Open haidangwa opened 8 years ago
Hi @haidangwa and thanks for reporting this!
I'm not sure what the correct approach is here: we could also add an attribute like node['datadog']['yumrepo_gpgcheck']
that would need to be explicitly set to false
to disable gpg verification (this would follow the yum
cookbook's default more closely, see https://github.com/chef-cookbooks/yum/pull/66).
As an aside, since the packages themselves are signed (i.e. not the repository metadata), if you're using the official yum packages in your internal yum repo you could use gpg verification on your internal yum repo by making the public key available on your internal network. Does that make sense?
@olivielpeau a new attribute to explicitly set it would be a good thing. As it was in the current code, there was no such setting and it seemed that by setting the gpgkey attribute to nil that it wouldn't attempt to check, but it did. I'd rather go the more secure route, anyway, so we did import the key into our repo and set the gpgkey URL to the internal repo. However, it wasn't apparent to me at first, because we "trust" our internal repos.

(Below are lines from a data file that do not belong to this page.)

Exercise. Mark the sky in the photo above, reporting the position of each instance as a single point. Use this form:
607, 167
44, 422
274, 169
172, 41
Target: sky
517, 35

I'd be for logging a "WARN" that gpgcheck is disabled and is a less secure installation.
Thanks for your response!
I'm going to put the issue in triage until we can assess if there are use cases where disabling the gpgcheck is needed. I'd prefer the cookbook to enforce the gpgcheck unless there are cases where disabling it is unavoidable.
node['datadog']['gpgkey']
can now be set to nil or empty String. This should automatically set the yum_repository resource to false.Without setting gpgcheck=0, this could cause a chef run to fail if the gpgkey is nil, for example, when we use an internal yum repo that doesn't have a gpgkey.